We are engaged in promotional or transactional conversations – promoting a viewpoint (e.g. can we eat Chinese tonight? The Toyota is better than the Ford for reliability) or transacting information (e.g. I will get the kids at 3pm, okay?). In these conversations our brain’s natural proclivity to efficiency means that we are perceiving, evaluating input, making judgments and predicting outcomes all at the same time! Add to this the multi-tasking nature and over-stimulation of our current world and you have a recipe for never really, deeply, actively listening.
My natural desire to understand why that active listening technique I learned in 2014 was so profound was shut down because less than two weeks after returning from that training, my ex-husband walked out for the fourth and final time and the next few years were a flurry of moving, divorcing and lawyers and navigating our kids
Fast-forward to today and I am the Chief Habit Scientist: a published author, coach and speaker and I find that the habit of listening is deeply woven into my life. What’s interesting to me is that to listen deeply requires us to break our brain’s natural habit of efficiency. Habits are my jam. I love helping my clients establish habits that will serve them – channeling the brains natural efficiency. I also know that breaking habits is extremely hard – we know that from the addiction literature and the neuroscience (the myelination, like insulation, thickens as we repeat a habit, creating automation of a habit).
So – how can we navigate our brain’s natural tendency to efficiency and have those truly transformative conversations that yield deep connection between the participants and evolution for the individuals involved?
- Meditate: I could and have written pages about the myriad benefits of meditation, but here it’s about cultivating one-pointed focus and the practice of letting go and returning to the present.
- Journal: we are unaware of our inner monologue.
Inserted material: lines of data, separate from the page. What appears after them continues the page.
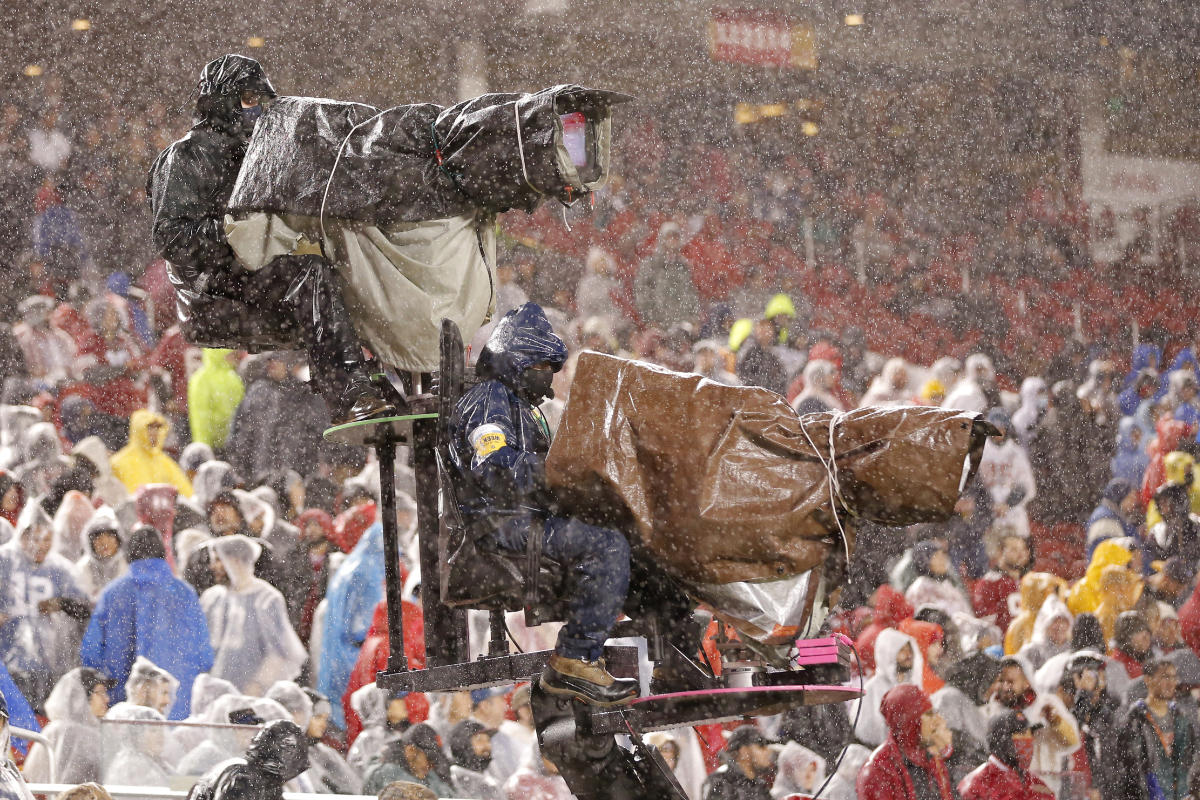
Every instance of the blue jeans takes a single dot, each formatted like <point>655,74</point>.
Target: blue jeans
<point>598,560</point>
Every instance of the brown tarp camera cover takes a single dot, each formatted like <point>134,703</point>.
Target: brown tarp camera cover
<point>727,483</point>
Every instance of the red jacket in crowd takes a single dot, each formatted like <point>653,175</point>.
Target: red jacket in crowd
<point>885,776</point>
<point>373,657</point>
<point>891,608</point>
<point>996,781</point>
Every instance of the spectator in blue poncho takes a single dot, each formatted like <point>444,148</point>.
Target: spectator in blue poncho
<point>149,612</point>
<point>21,715</point>
<point>354,590</point>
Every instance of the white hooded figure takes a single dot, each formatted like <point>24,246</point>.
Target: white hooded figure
<point>106,486</point>
<point>102,560</point>
<point>681,750</point>
<point>1005,470</point>
<point>12,785</point>
<point>328,771</point>
<point>15,425</point>
<point>149,686</point>
<point>1055,733</point>
<point>135,737</point>
<point>969,394</point>
<point>39,642</point>
<point>249,624</point>
<point>1051,632</point>
<point>73,708</point>
<point>799,771</point>
<point>841,785</point>
<point>893,386</point>
<point>75,511</point>
<point>205,692</point>
<point>891,649</point>
<point>43,462</point>
<point>371,704</point>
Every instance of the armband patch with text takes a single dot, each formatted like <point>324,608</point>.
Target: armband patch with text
<point>487,439</point>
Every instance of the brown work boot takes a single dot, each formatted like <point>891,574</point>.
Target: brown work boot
<point>586,680</point>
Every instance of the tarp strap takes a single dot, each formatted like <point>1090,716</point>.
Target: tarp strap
<point>525,170</point>
<point>835,499</point>
<point>442,167</point>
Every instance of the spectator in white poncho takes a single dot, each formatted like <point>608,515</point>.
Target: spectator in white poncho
<point>249,625</point>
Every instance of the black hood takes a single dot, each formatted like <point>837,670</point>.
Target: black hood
<point>280,749</point>
<point>221,83</point>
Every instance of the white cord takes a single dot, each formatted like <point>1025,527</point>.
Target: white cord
<point>831,468</point>
<point>525,172</point>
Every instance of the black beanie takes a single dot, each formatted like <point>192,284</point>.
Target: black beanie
<point>144,542</point>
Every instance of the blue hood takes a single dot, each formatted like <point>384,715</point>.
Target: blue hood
<point>522,338</point>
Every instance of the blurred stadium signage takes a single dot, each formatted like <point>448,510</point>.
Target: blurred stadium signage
<point>761,37</point>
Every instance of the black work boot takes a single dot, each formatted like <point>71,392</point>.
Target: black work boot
<point>361,400</point>
<point>586,680</point>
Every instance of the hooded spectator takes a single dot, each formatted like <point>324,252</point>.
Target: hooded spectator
<point>252,639</point>
<point>1113,517</point>
<point>471,746</point>
<point>1036,587</point>
<point>989,595</point>
<point>909,763</point>
<point>354,591</point>
<point>75,708</point>
<point>1006,774</point>
<point>889,607</point>
<point>1085,595</point>
<point>12,785</point>
<point>328,769</point>
<point>799,773</point>
<point>43,462</point>
<point>373,659</point>
<point>149,612</point>
<point>143,461</point>
<point>935,583</point>
<point>40,606</point>
<point>747,768</point>
<point>415,757</point>
<point>214,392</point>
<point>1006,471</point>
<point>276,755</point>
<point>1156,740</point>
<point>103,560</point>
<point>898,660</point>
<point>70,521</point>
<point>1056,733</point>
<point>820,389</point>
<point>1051,632</point>
<point>138,743</point>
<point>279,422</point>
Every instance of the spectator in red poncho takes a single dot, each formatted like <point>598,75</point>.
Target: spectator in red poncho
<point>910,763</point>
<point>360,513</point>
<point>373,659</point>
<point>1006,774</point>
<point>891,607</point>
<point>989,596</point>
<point>1170,433</point>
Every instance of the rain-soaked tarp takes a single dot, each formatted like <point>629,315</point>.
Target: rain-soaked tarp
<point>727,485</point>
<point>419,162</point>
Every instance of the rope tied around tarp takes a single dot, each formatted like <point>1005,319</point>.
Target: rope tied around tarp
<point>831,467</point>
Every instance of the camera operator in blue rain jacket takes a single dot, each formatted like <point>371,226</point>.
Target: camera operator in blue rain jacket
<point>498,445</point>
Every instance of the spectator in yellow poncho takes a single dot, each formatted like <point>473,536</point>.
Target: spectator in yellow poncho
<point>143,461</point>
<point>1085,595</point>
<point>1036,587</point>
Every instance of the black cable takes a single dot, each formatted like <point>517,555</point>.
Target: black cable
<point>858,711</point>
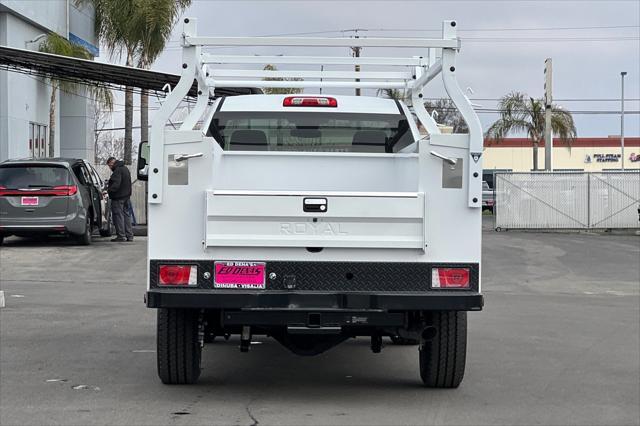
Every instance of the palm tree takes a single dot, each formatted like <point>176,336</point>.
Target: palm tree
<point>524,114</point>
<point>59,45</point>
<point>138,29</point>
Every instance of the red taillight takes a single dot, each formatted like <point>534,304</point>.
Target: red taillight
<point>61,190</point>
<point>178,275</point>
<point>450,278</point>
<point>314,101</point>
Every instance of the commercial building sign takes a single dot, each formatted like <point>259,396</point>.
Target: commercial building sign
<point>603,158</point>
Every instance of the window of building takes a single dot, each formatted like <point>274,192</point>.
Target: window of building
<point>38,140</point>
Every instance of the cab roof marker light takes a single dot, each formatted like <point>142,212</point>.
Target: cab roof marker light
<point>310,101</point>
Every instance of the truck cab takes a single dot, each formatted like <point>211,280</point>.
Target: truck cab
<point>313,218</point>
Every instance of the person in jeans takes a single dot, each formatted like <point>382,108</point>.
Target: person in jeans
<point>119,189</point>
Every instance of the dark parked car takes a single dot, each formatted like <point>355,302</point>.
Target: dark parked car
<point>52,196</point>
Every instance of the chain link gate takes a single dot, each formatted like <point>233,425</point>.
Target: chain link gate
<point>567,200</point>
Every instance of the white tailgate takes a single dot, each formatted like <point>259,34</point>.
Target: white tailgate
<point>352,219</point>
Journaling allows us to see how we talk to ourselves, or think about other people, which is good to get a handle on, if you are going to listen without judgment.
- Stop multi-tasking & get outside: walk in nature. It reduces stress and boosts mood (especially depressive tendencies) which are important to get a handle on if you are going to listen to someone else.
- Do new exercises: get used to creating new mind-body habits (that involve all the sheaths of the body) and the resultant neural connections (rather than re-living old habits). Iyengar yoga is brilliant for this (can I press into the big toe mound and the outer heel, is it the same in both my feet? – while you are in a pretzel-ed position). Or take up a new activity – like tap dancing!
- Use the active listening technique with a timer: get together and set the topic and the timer. After each person has finished you can then reflect on the experience and ask them if they want input.